# 3D Design / 3D Scanning / 3D Modeling > 3D Modeling, Design, Scanners >  How can I find the center of gravityto tell if an figure will stand

## telcoguy

I designed a figure using Tinkercad and I want to determine if it will stand upright before I spend the money to get it printed.  I read that Meshlab can show the center of mass.  However when I use the Meshlab feature I don't get the graphical indication of center.  I do get an X Y Z numeric result, but I am not sure what Meshlab is using for an origin point. I am new at Tinkercad and Meshlab software.   The learning curve is very steep.  Does anyone have an easy way to determine if an object will not topple over?
Thanks for any ideas

----------


## LambdaFF

There was a really nice article some months ago about a Processing library to modify an object's center of gravity by playing on the internal mass infill and altering slightly the general shape with "handles".
Crazy cool stuff.

----------


## telcoguy

> There was a really nice article some months ago about a Processing library to modify an object's center of gravity by playing on the internal mass infill and altering slightly the general shape with "handles".
> Crazy cool stuff.


Can you give me anymore details about the article so I can search for it?   One option I have now is to print the figure and then hollow out portions of it to get it to balance.  I think that could take multiple attempts and be expensive.
Thanks for the reply.

----------


## LambdaFF

Took me some time.

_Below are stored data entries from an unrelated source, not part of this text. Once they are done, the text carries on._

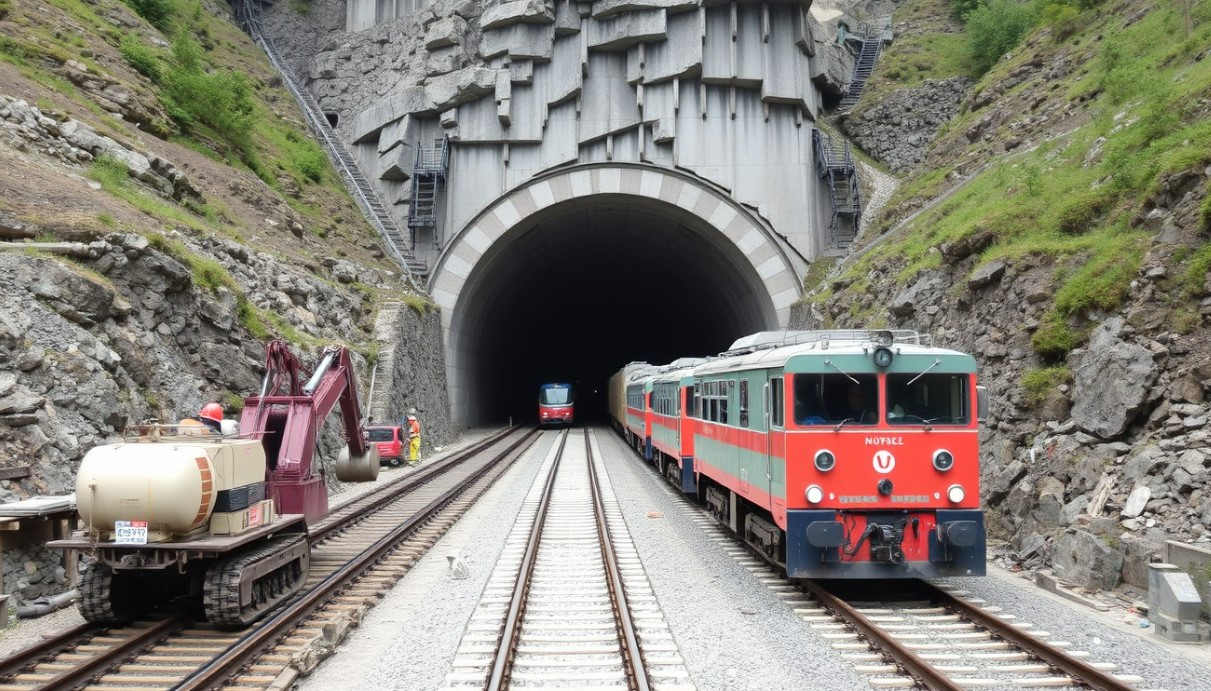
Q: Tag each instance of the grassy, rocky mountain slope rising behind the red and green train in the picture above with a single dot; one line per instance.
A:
(1058, 228)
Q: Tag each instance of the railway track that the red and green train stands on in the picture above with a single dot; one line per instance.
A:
(927, 638)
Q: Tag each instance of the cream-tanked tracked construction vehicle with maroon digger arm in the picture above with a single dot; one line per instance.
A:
(175, 511)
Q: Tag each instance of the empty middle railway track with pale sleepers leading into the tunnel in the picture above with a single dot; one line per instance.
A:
(569, 604)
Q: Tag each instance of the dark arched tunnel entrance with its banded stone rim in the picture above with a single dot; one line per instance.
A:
(573, 291)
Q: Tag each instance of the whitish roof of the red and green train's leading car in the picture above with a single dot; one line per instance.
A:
(776, 349)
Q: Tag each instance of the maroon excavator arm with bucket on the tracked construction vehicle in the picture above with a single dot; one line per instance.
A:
(288, 417)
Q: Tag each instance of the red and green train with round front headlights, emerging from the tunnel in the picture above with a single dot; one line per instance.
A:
(836, 454)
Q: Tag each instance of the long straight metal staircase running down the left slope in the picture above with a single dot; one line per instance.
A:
(361, 189)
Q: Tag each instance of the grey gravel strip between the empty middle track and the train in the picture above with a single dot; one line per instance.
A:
(734, 632)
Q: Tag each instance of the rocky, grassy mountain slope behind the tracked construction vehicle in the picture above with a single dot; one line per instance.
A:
(164, 214)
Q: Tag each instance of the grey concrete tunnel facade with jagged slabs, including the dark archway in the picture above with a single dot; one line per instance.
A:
(640, 177)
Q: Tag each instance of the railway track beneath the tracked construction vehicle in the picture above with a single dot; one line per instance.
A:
(359, 552)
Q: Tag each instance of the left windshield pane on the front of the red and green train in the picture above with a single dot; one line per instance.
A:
(835, 399)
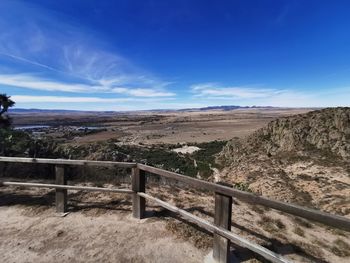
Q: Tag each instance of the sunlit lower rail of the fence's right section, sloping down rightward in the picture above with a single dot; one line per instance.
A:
(273, 257)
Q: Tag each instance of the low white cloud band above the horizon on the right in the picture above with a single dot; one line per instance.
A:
(216, 94)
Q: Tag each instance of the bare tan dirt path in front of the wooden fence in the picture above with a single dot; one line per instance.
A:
(35, 234)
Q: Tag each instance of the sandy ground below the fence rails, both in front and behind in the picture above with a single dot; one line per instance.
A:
(100, 229)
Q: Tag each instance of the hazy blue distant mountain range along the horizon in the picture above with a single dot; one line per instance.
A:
(224, 108)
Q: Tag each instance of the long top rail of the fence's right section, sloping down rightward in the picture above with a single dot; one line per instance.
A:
(308, 213)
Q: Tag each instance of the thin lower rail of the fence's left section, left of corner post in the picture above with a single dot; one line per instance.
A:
(68, 187)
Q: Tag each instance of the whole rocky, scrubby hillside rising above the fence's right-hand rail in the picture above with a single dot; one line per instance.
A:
(302, 159)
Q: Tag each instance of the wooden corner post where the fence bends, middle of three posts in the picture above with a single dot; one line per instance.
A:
(138, 181)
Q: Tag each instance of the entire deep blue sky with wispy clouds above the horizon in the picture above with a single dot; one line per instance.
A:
(136, 55)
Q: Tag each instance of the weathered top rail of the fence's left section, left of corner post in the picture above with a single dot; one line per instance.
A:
(67, 162)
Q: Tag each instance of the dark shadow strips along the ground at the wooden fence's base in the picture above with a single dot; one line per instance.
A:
(77, 204)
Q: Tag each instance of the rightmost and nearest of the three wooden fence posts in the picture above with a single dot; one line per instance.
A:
(222, 218)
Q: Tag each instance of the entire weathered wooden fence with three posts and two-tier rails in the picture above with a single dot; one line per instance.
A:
(223, 202)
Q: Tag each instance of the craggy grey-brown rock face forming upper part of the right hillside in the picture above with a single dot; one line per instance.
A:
(327, 130)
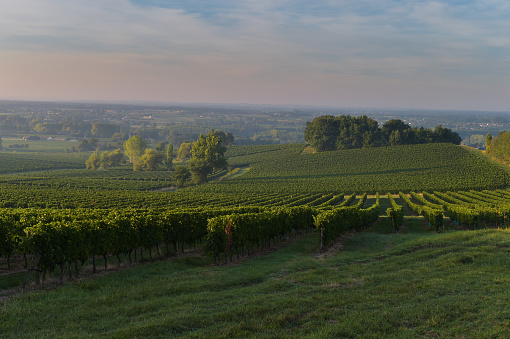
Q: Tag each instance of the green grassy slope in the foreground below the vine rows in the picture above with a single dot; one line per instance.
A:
(413, 284)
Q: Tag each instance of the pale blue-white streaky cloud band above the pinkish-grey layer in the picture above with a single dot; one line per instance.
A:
(338, 29)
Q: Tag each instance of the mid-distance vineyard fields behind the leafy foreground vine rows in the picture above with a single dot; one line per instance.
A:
(273, 170)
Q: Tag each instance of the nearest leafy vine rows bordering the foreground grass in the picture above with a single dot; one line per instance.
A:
(54, 237)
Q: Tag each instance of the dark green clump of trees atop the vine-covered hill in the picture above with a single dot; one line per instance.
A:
(329, 133)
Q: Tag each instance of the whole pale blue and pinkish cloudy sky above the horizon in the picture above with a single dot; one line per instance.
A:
(343, 53)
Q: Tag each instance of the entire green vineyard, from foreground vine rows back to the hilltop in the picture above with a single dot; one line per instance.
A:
(56, 224)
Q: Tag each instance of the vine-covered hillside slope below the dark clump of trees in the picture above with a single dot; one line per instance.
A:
(402, 168)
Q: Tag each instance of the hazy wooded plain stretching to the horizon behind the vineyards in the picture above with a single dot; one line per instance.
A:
(249, 124)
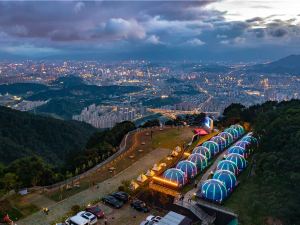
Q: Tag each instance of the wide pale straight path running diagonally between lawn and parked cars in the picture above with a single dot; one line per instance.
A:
(59, 209)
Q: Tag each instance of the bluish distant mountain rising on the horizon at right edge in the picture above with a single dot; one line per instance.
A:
(287, 65)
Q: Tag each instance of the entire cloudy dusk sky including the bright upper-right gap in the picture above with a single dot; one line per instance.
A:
(233, 30)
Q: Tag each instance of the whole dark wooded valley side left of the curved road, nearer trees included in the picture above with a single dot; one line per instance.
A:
(38, 150)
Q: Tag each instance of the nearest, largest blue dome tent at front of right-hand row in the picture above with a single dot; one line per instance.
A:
(213, 190)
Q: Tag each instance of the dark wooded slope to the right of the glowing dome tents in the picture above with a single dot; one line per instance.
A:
(275, 191)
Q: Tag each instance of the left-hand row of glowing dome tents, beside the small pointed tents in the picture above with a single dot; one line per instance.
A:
(198, 160)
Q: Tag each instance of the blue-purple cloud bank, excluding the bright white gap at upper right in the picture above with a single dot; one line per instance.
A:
(135, 27)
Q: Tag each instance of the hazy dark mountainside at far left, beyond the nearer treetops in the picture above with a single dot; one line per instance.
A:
(23, 134)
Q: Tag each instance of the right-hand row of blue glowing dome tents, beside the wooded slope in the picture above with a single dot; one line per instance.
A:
(224, 179)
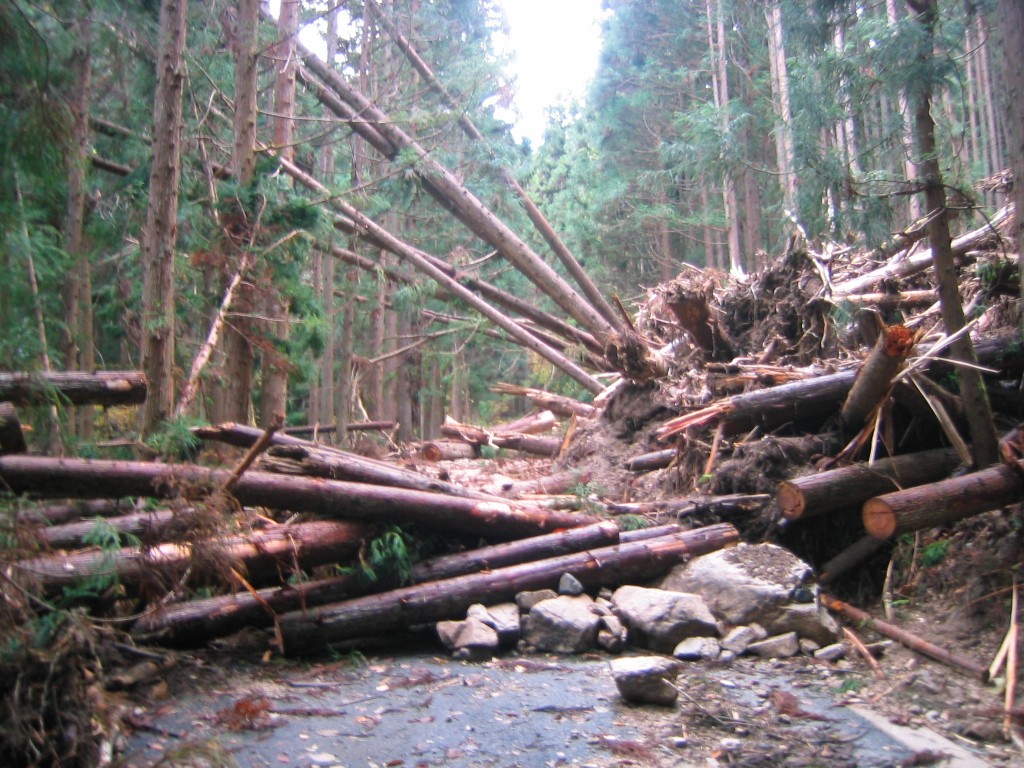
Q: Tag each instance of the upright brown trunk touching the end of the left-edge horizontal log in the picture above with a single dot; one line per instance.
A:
(161, 225)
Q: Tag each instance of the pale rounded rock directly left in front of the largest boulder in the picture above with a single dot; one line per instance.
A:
(661, 620)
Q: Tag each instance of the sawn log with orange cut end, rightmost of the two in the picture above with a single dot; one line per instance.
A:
(945, 502)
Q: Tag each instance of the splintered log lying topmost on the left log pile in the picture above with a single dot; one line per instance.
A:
(324, 461)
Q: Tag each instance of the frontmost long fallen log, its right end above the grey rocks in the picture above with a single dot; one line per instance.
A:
(315, 631)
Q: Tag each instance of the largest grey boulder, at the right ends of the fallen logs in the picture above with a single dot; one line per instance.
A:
(743, 584)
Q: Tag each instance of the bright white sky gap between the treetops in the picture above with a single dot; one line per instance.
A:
(557, 45)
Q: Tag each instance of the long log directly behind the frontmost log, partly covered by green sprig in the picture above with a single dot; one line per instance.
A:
(198, 621)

Sorry for the delay
http://www.3ders.org/articles/201307...-printing.html

----------


## telcoguy

> Took me some time. Sorry for the delay
> http://www.3ders.org/articles/201307...-printing.html


Thank you very much.  I am downloading the Make It Stand software now.  It looks like the perfect software for my idea.  I should be able to manipulate the shape and hollowing to achieve a precise balance point.`
Thanks again

----------